Yo crecí con una frase que no soporto y es esa de “descansar es cambiar de actividad”. Mira, no. Descansar es descansar. Uno descansa cuando acaba aburrido de hacer nada y quiere cambiar de actividad. Lo otro es un hiperactivismo insoportable que no hay quien lo aguante, ni aguante al que lo practica. Presiento que el futuro de la sociedad en la que vivo será insoportable precisamente por este hiperactivismo histérico que tiene a los niños como víctimas.
Vacaciones de niño
No voy a demonizar un sistema que a muchos les funciona o resuelve, pero si me gustaría dejar esta reflexión, mía y no sé si de alguien más: uno es niño mientras vive despreocupado y tiene capacidad de imaginación y fantasía.
Es en la niñez donde los niños desarrollan esa imaginación, con la fantasía y es la imaginación la que nos rescata de adultos cuando de forma creativa resolvemos un problema. Al menos es mi experiencia, la mía y la que he visto con mis hijos. Es en la pausa, en el aburrimiento, en el silencio exterior donde la fantasía eleva su voz, toma forma en cada uno. Hoy parece que corre el riesgo de perderse. No son sólo las pantallas, ni las extraescolares o el exceso de rutinas… es todo a la vez lo que hace que los niños sean menos fantasiosos, creativos, curiosos, exploradores del su mini mundo. Es la ausencia del lugar seguro, del que hay que salir para hacer siempre algo. Es la vida frenética en la que nos ha metido el carro del bienestar, que nos da todo. Es ese tiempo hiper lleno, que no deja espacio para asimilar, que silencia la fantasía y adormece a la imaginación.

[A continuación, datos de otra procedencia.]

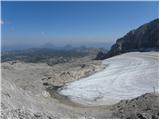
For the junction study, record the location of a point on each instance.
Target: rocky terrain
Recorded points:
(144, 38)
(142, 107)
(25, 95)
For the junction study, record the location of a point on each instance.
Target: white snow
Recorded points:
(125, 76)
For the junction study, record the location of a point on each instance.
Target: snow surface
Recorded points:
(125, 76)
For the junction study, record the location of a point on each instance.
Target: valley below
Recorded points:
(123, 86)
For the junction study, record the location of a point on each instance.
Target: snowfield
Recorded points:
(126, 76)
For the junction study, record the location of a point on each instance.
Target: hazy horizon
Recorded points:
(90, 24)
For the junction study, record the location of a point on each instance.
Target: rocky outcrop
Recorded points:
(146, 37)
(142, 107)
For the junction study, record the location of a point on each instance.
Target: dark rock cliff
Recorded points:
(146, 37)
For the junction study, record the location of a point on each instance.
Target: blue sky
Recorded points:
(75, 23)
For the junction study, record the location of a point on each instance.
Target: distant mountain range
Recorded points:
(144, 38)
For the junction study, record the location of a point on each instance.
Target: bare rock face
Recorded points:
(142, 107)
(144, 38)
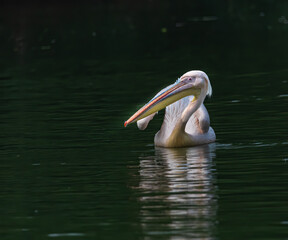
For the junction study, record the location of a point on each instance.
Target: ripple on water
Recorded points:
(66, 234)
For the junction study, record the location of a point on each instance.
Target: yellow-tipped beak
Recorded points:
(172, 94)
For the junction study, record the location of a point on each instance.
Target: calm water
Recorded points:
(70, 170)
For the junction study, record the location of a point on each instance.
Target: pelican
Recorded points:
(186, 122)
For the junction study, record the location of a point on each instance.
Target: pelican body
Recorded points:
(186, 122)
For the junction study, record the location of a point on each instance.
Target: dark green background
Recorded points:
(71, 74)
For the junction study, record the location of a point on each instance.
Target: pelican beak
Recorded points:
(170, 95)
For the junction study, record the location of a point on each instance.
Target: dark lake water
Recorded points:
(70, 170)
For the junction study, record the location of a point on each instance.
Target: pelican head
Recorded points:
(194, 83)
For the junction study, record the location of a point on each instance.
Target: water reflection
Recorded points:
(179, 193)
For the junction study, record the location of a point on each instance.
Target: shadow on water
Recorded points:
(179, 197)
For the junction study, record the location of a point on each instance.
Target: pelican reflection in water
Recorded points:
(178, 193)
(186, 121)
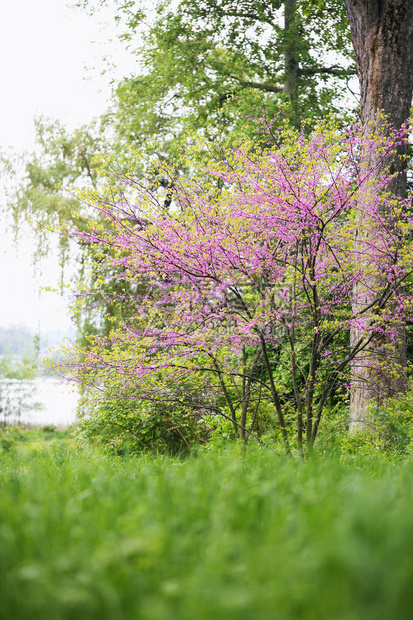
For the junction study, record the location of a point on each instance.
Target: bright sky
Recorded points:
(51, 65)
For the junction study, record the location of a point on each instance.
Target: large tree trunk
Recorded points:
(382, 33)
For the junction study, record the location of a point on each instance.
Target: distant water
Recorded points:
(39, 402)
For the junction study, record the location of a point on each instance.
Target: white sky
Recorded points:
(47, 50)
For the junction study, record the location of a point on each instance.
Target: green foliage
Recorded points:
(207, 65)
(220, 535)
(127, 426)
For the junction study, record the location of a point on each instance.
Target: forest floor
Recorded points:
(220, 534)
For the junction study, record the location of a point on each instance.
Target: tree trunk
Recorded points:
(382, 34)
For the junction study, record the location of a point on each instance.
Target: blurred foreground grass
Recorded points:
(220, 535)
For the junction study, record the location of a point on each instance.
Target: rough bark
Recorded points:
(382, 34)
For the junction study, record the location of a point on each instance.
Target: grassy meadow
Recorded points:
(219, 534)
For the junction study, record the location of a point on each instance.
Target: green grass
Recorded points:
(218, 535)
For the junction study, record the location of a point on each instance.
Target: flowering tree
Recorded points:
(244, 277)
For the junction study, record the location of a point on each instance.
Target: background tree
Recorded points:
(252, 253)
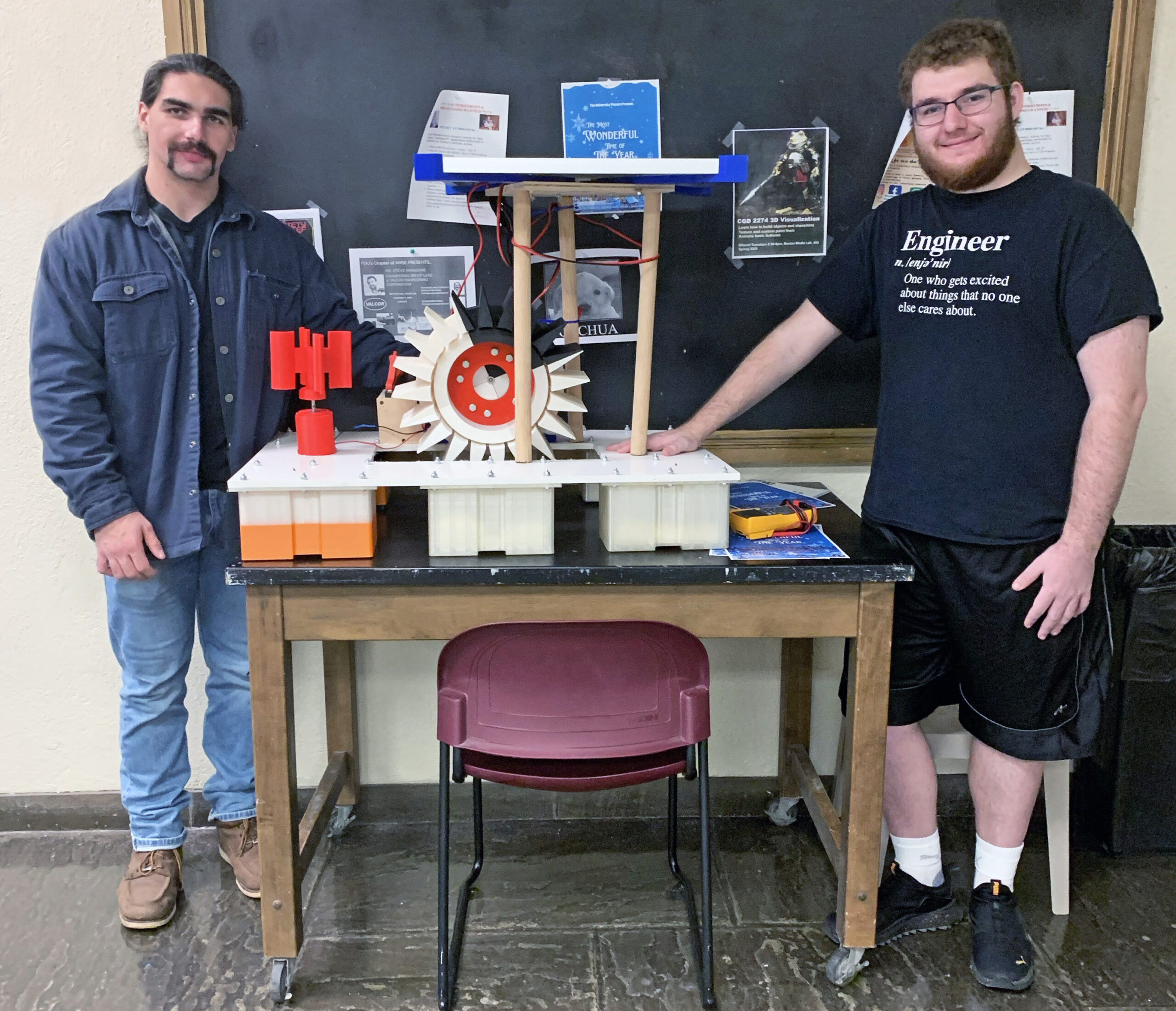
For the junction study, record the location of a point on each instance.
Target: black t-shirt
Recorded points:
(982, 303)
(192, 240)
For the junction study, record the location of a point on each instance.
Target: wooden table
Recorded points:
(402, 594)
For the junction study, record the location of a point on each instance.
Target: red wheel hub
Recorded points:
(467, 400)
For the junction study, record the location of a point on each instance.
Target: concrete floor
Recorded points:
(570, 915)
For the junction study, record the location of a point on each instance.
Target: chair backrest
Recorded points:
(573, 689)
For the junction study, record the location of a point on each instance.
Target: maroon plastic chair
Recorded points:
(573, 707)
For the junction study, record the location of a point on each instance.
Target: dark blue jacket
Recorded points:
(113, 364)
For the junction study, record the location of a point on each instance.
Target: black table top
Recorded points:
(401, 558)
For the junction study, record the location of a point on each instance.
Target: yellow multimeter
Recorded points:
(790, 518)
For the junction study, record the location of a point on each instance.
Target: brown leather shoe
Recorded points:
(239, 849)
(150, 888)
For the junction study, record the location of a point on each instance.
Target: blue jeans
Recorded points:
(152, 628)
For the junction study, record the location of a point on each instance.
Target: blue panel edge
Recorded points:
(732, 169)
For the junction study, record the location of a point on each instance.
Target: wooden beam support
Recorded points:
(571, 293)
(522, 325)
(184, 26)
(647, 294)
(820, 807)
(438, 613)
(343, 711)
(867, 705)
(318, 813)
(1125, 98)
(272, 694)
(773, 447)
(795, 708)
(538, 188)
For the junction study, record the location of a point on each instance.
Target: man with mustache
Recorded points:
(1013, 307)
(150, 388)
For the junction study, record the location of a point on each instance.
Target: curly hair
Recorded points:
(193, 64)
(959, 40)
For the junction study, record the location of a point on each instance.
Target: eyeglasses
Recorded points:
(969, 104)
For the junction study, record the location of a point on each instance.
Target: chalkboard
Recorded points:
(338, 95)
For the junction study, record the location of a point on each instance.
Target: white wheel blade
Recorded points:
(541, 445)
(419, 368)
(560, 362)
(564, 401)
(451, 325)
(438, 433)
(566, 379)
(426, 344)
(555, 425)
(421, 414)
(457, 445)
(417, 390)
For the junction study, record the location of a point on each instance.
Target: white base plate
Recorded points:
(353, 466)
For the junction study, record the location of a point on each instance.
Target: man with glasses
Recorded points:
(150, 387)
(1013, 306)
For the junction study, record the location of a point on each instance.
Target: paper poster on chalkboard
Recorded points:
(611, 119)
(306, 221)
(784, 209)
(391, 287)
(606, 294)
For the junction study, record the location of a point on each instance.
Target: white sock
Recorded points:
(921, 859)
(995, 863)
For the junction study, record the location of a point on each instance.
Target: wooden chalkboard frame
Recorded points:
(1120, 147)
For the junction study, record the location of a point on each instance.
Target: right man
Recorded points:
(1013, 307)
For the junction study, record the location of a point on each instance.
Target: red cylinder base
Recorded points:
(316, 433)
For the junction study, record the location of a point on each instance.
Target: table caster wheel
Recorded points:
(843, 966)
(340, 819)
(280, 981)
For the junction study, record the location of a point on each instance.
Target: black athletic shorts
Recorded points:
(960, 638)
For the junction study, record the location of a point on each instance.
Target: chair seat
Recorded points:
(574, 775)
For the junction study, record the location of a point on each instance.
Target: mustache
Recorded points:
(197, 146)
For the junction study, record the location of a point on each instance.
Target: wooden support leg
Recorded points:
(795, 707)
(272, 690)
(571, 294)
(343, 721)
(865, 764)
(643, 373)
(522, 326)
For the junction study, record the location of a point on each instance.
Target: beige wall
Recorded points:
(79, 70)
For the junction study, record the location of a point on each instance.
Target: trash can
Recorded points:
(1126, 794)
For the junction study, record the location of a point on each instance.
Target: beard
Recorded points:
(198, 146)
(981, 172)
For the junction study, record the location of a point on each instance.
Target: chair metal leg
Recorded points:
(450, 950)
(701, 940)
(708, 943)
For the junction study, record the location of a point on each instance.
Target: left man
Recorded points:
(150, 388)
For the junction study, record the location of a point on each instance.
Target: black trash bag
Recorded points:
(1142, 564)
(1124, 794)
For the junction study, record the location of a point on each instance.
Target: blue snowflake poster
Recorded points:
(612, 119)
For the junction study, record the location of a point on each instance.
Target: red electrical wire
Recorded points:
(479, 227)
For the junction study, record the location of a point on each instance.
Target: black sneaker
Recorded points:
(1001, 954)
(907, 905)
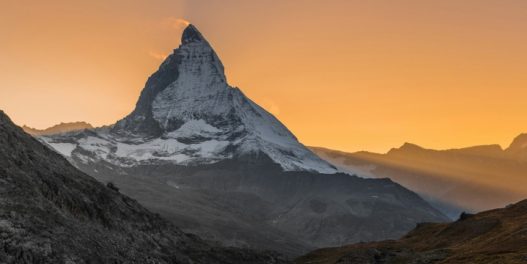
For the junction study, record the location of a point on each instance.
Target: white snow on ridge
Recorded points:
(202, 120)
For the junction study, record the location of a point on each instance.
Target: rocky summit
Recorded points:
(203, 155)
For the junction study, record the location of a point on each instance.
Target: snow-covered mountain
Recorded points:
(203, 155)
(188, 114)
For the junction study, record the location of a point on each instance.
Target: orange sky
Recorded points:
(349, 75)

Nosotros somos los privilegiados que hemos disfrutado de meses largos de verano, con un calor asfixiante, de tardes de calima y de ovillos de paja, tardes en las que la chicharra cantaba mientras nuestros mayores descansaban y hemos esperado esas dos horas religiosas de digestión antes de comenzar el baño de la tarde, antes de que la vida volviera al mundo, al pueblo, a la casa. Y la vida volvía, claro que volvía, en forma de chapuzón de bomba, bocadillo de merienda y refresco casero de limón, y de chicles de a peseta.
Otros tiempos
Tal vez, la nuestra haya sido la última generación de la calma. Del veraneo. Del traslado al pueblo, a la otra casa, a la playa. Hemos viajado en junio y vuelto en septiembre. Y coleccionábamos anécdotas con los de allí. Pelábamos pipas y la imaginación siempre estaba dispuesta para empezar a volar en forma de balsa de madera, de teatro con cortinas, de guerras de barro, de pan duro para vender.
Tal vez sean los hijos que como los míos viven un veraneo de antes; con una madre cansina, cansada y presente, un padre que lo da todo, en una casa en la que jugar, disfrutar y aburrirse, en el mar, en la montaña o en el más allá, sean los que salven al mundo de esta tiranía del tiempo y enseñen al resto que al menos en verano hay que echar el freno. Así lo espero, porque no hay mayor gozadera que tener tiempo y no hacer nada, y después descansar.